Reputation: 167
How to go about removing duplicates column by column in a pandas data frame so that:
set1 set2 set3 set4
apple apple orange orange
apple orange banana orange
orange banana pear
banana banana lemon
pear lemon
grape lemon
becomes:
set1 set2 set3 set4
apple apple orange orange
orange orange banana
banana banana pear
pear lemon
grape
Upvotes: 3
Views: 97
Reputation: 294258
itertools.zip_longest
from itertools import zip_longest
pd.DataFrame(
[*zip_longest(*({*df[c].dropna()} for c in df))],
columns=[*df]
)
set1 set2 set3 set4
0 banana orange banana orange
1 grape banana lemon None
2 pear apple pear None
3 apple None orange None
4 orange None None None
collections.defaultdict
and itertools.count
# %%timeit
from collections import defaultdict
from itertools import count
i = defaultdict(count)
pd.DataFrame({c: {next(i[c]): v for v in {*df[c].dropna()}} for c in df})
set1 set2 set3 set4
0 pear apple orange orange
1 grape banana lemon NaN
2 apple orange banana NaN
3 banana NaN pear NaN
4 orange NaN NaN NaN
Upvotes: 3
Reputation: 33
You can also use drop_duplicates
:
df.apply(lambda x : x.drop_duplicates().reset_index(drop=True))
>
set1 set2 set3 set4
0 apple apple orange orange
1 orange orange banana NaN
2 banana banana pear NaN
3 pear NaN lemon NaN
4 grape NaN NaN NaN
Upvotes: 1
Reputation: 323226
Here is another way pivot
df.melt().dropna().drop_duplicates(['variable','value']).\
assign(key=lambda x : x.groupby('variable').cumcount()).pivot(index='key',columns='variable',values='value')
Out[806]:
variable set1 set2 set3 set4
key
0 apple apple orange orange
1 orange orange banana NaN
2 banana banana pear NaN
3 pear NaN lemon NaN
4 grape NaN NaN NaN
Upvotes: 3
Reputation: 75080
Use:
m=df.apply(lambda x:dict.fromkeys(x).keys())

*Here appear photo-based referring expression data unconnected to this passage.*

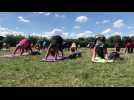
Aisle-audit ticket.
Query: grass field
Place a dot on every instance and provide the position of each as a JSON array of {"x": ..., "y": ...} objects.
[{"x": 29, "y": 71}]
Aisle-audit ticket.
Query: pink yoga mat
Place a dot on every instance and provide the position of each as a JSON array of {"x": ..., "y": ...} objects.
[{"x": 52, "y": 58}]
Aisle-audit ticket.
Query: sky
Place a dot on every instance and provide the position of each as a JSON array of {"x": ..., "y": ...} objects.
[{"x": 67, "y": 24}]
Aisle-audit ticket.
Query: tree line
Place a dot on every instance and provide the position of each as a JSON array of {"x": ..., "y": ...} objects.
[{"x": 82, "y": 42}]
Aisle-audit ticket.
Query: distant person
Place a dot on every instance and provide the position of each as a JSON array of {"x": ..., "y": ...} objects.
[
  {"x": 23, "y": 45},
  {"x": 129, "y": 47},
  {"x": 38, "y": 45},
  {"x": 73, "y": 47},
  {"x": 56, "y": 46},
  {"x": 100, "y": 50}
]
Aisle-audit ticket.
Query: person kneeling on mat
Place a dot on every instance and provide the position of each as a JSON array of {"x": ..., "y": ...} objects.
[
  {"x": 73, "y": 47},
  {"x": 74, "y": 54},
  {"x": 24, "y": 45},
  {"x": 56, "y": 46},
  {"x": 100, "y": 50}
]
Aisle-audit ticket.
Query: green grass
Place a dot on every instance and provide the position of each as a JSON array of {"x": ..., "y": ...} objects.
[{"x": 29, "y": 71}]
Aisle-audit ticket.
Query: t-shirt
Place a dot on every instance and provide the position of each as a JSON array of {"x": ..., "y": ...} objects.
[
  {"x": 25, "y": 43},
  {"x": 73, "y": 45},
  {"x": 100, "y": 49}
]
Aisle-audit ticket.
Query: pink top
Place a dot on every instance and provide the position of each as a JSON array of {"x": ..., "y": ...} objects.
[{"x": 24, "y": 43}]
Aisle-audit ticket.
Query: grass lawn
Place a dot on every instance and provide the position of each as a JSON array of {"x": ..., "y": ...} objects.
[{"x": 29, "y": 71}]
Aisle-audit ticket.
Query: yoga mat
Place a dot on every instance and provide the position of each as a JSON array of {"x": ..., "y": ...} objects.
[{"x": 100, "y": 60}]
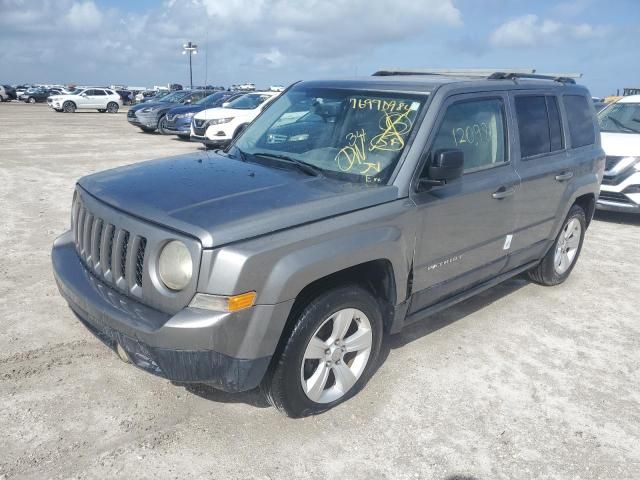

pd.DataFrame(m.values.tolist(),index=m.index).T
Or a better way courtesy @piRSquared
:
pd.DataFrame.from_dict({k: {*df[k].dropna()} for k in df}, orient='index').T
set1 set2 set3 set4
0 apple apple orange orange
1 orange orange banana NaN
2 banana banana pear None
3 pear NaN lemon None
4 grape None None None
Upvotes: 3